Lo peor no es que el Estado aparezca en la cotidianidad como obsoleto, ineficaz e ineficiente, sino que, cuando lo hace, lo haga solamente para generar malestar, descontento y rabia.
Pero lo peor no es que el Estado aparezca en la cotidianidad como obsoleto, ineficaz e ineficiente, sino que, cuando lo hace, lo haga solamente para generar malestar, descontento y rabia. Buenos ejemplos de esto son las batallas campales que han protagonizado los agentes de la Policía municipal y los vendedores ambulantes o los enfrentamientos periódicos entre policías y ciudadanos que se dedican a la comercialización de productos piratas o de contrabando, que evaden los impuestos y los procedimientos formalmente establecidos por el Estado. Los ciudadanos, por lo tanto, no solo han aprendido a sobrevivir sin contar con el auxilio del Estado, sino que además han diseñado múltiples mecanismos para enfrentar, evadir y minimizar la intervención oficial. Justo por ello pagar impuestos y apoyar los procesos de transformación o de fortalecimiento institucional no se perciben como una prioridad fundamental. Mientras menos Estado haya, mejor. La percepción del Estado como obstáculo o enemigo es más fuerte que cualquier argumento en favor de fiscalizar o de promover cambios institucionales.

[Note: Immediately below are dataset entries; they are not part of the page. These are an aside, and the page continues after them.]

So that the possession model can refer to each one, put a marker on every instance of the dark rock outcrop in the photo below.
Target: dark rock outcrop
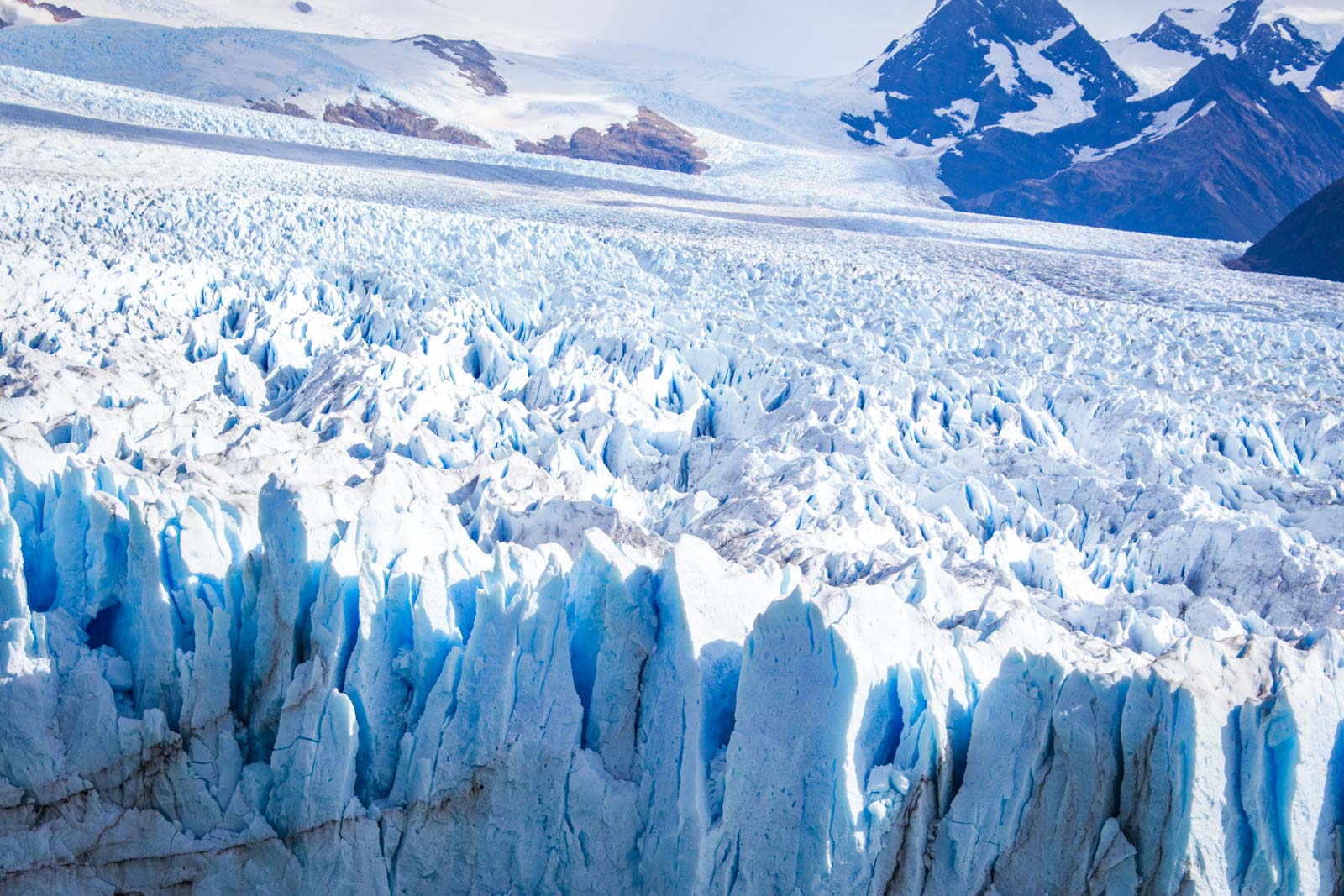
(649, 141)
(472, 60)
(1307, 244)
(1268, 47)
(1331, 74)
(55, 11)
(391, 118)
(963, 70)
(1240, 156)
(279, 109)
(396, 118)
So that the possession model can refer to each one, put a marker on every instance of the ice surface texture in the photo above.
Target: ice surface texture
(349, 544)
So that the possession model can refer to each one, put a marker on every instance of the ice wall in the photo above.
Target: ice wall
(366, 547)
(366, 701)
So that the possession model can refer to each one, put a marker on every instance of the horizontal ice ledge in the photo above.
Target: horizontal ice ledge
(342, 692)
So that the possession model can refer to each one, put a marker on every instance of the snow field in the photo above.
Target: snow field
(405, 533)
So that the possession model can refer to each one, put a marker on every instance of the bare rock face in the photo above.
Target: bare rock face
(472, 60)
(58, 13)
(279, 109)
(393, 118)
(649, 141)
(1308, 244)
(396, 118)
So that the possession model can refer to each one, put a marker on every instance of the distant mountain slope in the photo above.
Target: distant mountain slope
(1330, 80)
(1214, 123)
(1025, 65)
(423, 86)
(1308, 244)
(1223, 154)
(1270, 39)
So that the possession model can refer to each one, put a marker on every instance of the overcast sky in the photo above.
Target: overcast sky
(795, 36)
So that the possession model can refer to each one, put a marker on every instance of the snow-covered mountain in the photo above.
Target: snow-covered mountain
(400, 516)
(1021, 65)
(1207, 123)
(1222, 154)
(1283, 42)
(667, 112)
(382, 523)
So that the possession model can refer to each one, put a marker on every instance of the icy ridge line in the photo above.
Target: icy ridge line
(302, 591)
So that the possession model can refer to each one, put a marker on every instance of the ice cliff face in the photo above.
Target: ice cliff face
(349, 544)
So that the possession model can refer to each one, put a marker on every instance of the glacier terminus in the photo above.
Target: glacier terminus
(389, 516)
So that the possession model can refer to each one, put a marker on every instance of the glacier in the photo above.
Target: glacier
(389, 530)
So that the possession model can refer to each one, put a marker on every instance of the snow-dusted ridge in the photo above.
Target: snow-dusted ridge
(374, 528)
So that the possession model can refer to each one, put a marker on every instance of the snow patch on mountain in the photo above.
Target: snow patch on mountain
(504, 528)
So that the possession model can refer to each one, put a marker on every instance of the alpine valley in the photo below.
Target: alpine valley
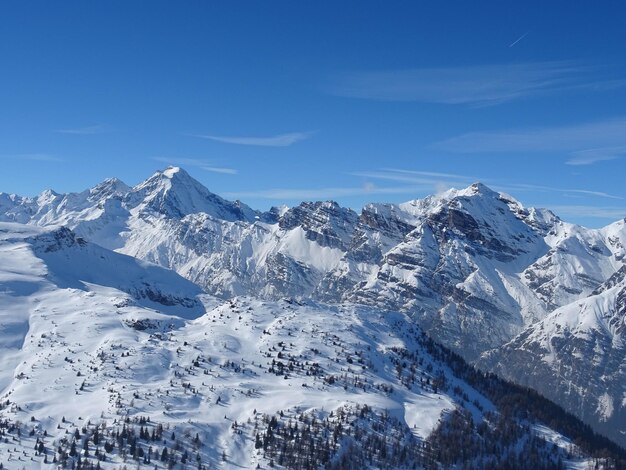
(161, 326)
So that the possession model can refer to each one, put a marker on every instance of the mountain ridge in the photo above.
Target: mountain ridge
(473, 267)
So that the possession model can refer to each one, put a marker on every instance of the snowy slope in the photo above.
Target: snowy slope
(576, 357)
(78, 353)
(463, 262)
(472, 267)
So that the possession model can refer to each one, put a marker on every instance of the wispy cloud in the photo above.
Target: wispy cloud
(88, 130)
(513, 187)
(609, 213)
(586, 143)
(472, 85)
(36, 157)
(280, 140)
(519, 39)
(426, 180)
(196, 163)
(441, 181)
(590, 156)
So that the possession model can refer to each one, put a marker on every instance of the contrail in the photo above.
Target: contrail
(518, 39)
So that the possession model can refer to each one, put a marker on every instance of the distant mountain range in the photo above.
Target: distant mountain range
(515, 290)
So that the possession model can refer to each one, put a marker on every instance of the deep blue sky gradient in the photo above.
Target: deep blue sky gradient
(380, 101)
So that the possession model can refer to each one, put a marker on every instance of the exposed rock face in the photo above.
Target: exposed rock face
(576, 357)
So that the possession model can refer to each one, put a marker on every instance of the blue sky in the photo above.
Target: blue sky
(280, 101)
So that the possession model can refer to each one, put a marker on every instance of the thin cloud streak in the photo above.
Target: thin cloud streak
(587, 143)
(531, 187)
(197, 163)
(519, 39)
(89, 130)
(281, 140)
(36, 157)
(610, 213)
(591, 156)
(433, 181)
(473, 85)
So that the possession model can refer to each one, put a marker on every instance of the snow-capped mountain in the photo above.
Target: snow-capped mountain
(110, 361)
(462, 263)
(577, 355)
(472, 267)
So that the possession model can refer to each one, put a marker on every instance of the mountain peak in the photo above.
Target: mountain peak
(175, 193)
(171, 171)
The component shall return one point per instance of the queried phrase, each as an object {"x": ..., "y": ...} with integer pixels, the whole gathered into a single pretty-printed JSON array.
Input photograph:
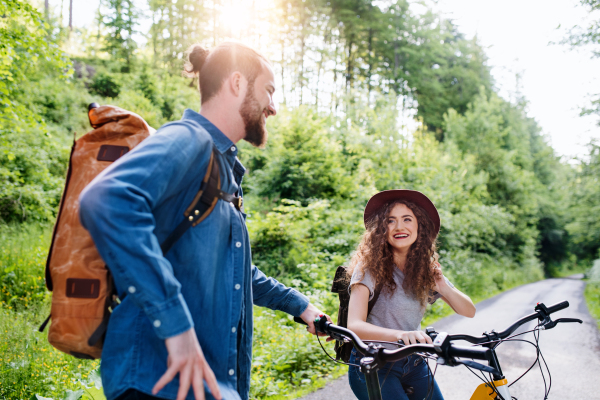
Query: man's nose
[{"x": 272, "y": 109}]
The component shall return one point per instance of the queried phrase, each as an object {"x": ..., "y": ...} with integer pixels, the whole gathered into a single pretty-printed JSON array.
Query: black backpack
[{"x": 340, "y": 286}]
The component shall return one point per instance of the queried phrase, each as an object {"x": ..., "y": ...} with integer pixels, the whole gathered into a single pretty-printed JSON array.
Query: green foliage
[
  {"x": 285, "y": 361},
  {"x": 120, "y": 20},
  {"x": 29, "y": 366},
  {"x": 302, "y": 161},
  {"x": 592, "y": 292},
  {"x": 105, "y": 85},
  {"x": 22, "y": 261}
]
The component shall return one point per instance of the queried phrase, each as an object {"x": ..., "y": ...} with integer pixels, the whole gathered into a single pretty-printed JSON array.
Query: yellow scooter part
[{"x": 486, "y": 392}]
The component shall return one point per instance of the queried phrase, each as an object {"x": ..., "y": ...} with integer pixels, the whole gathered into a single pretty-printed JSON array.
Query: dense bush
[{"x": 105, "y": 85}]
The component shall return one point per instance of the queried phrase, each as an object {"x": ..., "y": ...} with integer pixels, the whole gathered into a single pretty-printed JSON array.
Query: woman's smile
[{"x": 402, "y": 227}]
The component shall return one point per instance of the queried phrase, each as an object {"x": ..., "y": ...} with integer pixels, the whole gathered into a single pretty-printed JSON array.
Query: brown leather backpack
[{"x": 83, "y": 290}]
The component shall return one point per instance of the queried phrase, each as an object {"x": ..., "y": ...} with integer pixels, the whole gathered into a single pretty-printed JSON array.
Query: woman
[{"x": 397, "y": 254}]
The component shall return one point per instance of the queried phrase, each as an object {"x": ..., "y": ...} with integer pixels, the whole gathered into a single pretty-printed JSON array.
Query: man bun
[{"x": 196, "y": 55}]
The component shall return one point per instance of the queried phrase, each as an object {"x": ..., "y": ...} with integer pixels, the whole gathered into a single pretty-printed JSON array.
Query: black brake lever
[
  {"x": 475, "y": 365},
  {"x": 552, "y": 324}
]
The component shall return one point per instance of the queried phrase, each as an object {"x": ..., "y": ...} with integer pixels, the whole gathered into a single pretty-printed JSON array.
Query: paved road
[{"x": 572, "y": 351}]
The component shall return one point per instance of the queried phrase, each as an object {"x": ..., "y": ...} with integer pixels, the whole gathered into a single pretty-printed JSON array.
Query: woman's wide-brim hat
[{"x": 413, "y": 196}]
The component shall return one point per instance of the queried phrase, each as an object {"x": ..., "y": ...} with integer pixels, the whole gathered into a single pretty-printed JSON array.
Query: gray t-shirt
[{"x": 398, "y": 310}]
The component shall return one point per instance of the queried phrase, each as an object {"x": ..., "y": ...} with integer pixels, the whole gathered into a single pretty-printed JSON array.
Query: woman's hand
[
  {"x": 413, "y": 337},
  {"x": 440, "y": 282}
]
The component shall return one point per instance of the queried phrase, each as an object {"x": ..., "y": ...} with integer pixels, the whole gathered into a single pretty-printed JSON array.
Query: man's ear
[{"x": 236, "y": 83}]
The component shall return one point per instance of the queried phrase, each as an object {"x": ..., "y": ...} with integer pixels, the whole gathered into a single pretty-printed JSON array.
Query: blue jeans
[{"x": 411, "y": 371}]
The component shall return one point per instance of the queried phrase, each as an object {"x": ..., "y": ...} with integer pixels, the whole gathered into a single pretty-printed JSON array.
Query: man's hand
[
  {"x": 187, "y": 360},
  {"x": 309, "y": 315}
]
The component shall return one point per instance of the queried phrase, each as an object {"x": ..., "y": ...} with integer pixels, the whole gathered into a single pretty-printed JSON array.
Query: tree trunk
[
  {"x": 70, "y": 15},
  {"x": 370, "y": 66}
]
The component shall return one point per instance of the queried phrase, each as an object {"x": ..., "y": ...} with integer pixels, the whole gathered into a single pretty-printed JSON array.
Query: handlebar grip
[
  {"x": 558, "y": 307},
  {"x": 300, "y": 321}
]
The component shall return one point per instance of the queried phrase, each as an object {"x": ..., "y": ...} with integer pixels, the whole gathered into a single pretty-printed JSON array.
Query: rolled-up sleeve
[
  {"x": 117, "y": 210},
  {"x": 268, "y": 292}
]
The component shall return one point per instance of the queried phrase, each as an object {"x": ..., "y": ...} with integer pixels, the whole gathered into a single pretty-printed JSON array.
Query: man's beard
[{"x": 251, "y": 112}]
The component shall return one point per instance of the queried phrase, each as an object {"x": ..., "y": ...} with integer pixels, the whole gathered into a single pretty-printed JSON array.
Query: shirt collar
[{"x": 223, "y": 144}]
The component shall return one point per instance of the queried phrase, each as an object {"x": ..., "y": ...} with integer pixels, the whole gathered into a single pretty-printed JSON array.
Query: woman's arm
[
  {"x": 460, "y": 302},
  {"x": 357, "y": 317}
]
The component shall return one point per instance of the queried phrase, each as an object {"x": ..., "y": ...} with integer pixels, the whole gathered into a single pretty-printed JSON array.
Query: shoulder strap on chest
[{"x": 204, "y": 202}]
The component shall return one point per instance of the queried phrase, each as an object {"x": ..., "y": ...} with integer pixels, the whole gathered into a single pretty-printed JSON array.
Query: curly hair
[{"x": 375, "y": 254}]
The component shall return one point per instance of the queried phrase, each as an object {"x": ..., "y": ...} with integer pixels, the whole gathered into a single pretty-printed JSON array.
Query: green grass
[
  {"x": 29, "y": 366},
  {"x": 592, "y": 298}
]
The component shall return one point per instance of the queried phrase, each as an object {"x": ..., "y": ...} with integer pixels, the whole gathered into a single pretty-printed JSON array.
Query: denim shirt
[{"x": 206, "y": 281}]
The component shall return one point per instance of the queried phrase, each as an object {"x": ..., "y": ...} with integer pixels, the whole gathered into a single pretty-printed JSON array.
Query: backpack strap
[
  {"x": 204, "y": 202},
  {"x": 372, "y": 302}
]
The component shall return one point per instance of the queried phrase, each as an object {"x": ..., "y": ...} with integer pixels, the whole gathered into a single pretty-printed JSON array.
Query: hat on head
[{"x": 413, "y": 196}]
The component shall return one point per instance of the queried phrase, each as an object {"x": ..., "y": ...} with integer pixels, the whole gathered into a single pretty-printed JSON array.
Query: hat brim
[{"x": 413, "y": 196}]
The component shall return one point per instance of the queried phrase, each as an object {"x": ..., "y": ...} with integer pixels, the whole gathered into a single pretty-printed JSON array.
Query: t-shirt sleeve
[
  {"x": 364, "y": 278},
  {"x": 433, "y": 295}
]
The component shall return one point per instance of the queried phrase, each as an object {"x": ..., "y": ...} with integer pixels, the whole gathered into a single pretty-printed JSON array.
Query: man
[{"x": 191, "y": 309}]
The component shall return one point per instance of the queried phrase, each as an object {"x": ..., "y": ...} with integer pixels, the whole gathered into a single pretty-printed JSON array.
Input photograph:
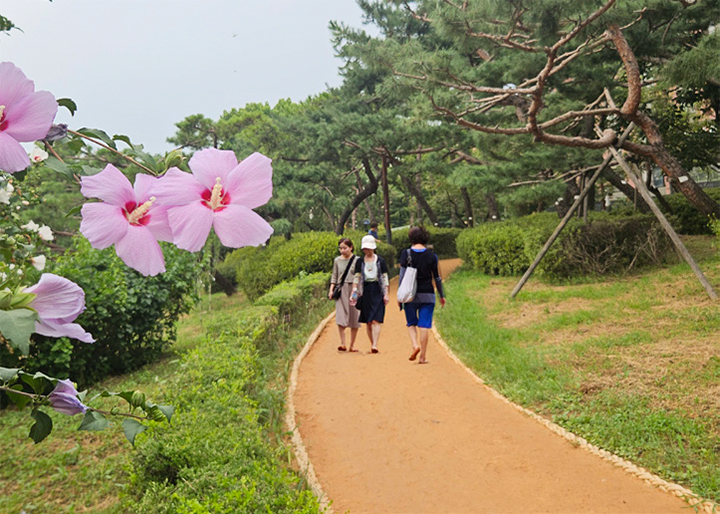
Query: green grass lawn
[{"x": 631, "y": 363}]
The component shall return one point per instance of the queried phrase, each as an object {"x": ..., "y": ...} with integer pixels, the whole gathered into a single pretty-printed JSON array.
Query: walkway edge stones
[
  {"x": 298, "y": 445},
  {"x": 700, "y": 504}
]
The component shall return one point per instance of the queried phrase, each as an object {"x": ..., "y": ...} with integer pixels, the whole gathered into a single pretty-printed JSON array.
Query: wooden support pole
[
  {"x": 569, "y": 214},
  {"x": 642, "y": 189}
]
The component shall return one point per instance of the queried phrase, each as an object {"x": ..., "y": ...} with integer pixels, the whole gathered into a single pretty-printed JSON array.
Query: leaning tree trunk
[
  {"x": 468, "y": 207},
  {"x": 369, "y": 189},
  {"x": 493, "y": 210},
  {"x": 417, "y": 193},
  {"x": 655, "y": 149}
]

Paradójicamente, son las mismas desestructuración y debilidad de las instituciones las que promueven la inercia que las vuelve inmunes al cambio. Los políticos y funcionarios se encuentran en su zona de confort debido a que pueden seguir navegando en el mar de las inconsistencias estructurales para obtener réditos y ganancias personales mientras los ciudadanos y actores de la sociedad civil ocupan la mayor parte de su vida en garantizar su supervivencia mediante estrategias innovadoras para ofrecer bienes y servicios que les aseguren su sustento diario, así como en ampliar y conservar las redes de inclusión que les permiten sobrevivir en momentos de angustia. La obsolescencia, la ineficiencia y el caos regulado, por lo tanto, siguen su curso cotidiano sin que en lo inmediato se vislumbre una auténtica fuerza de cambio.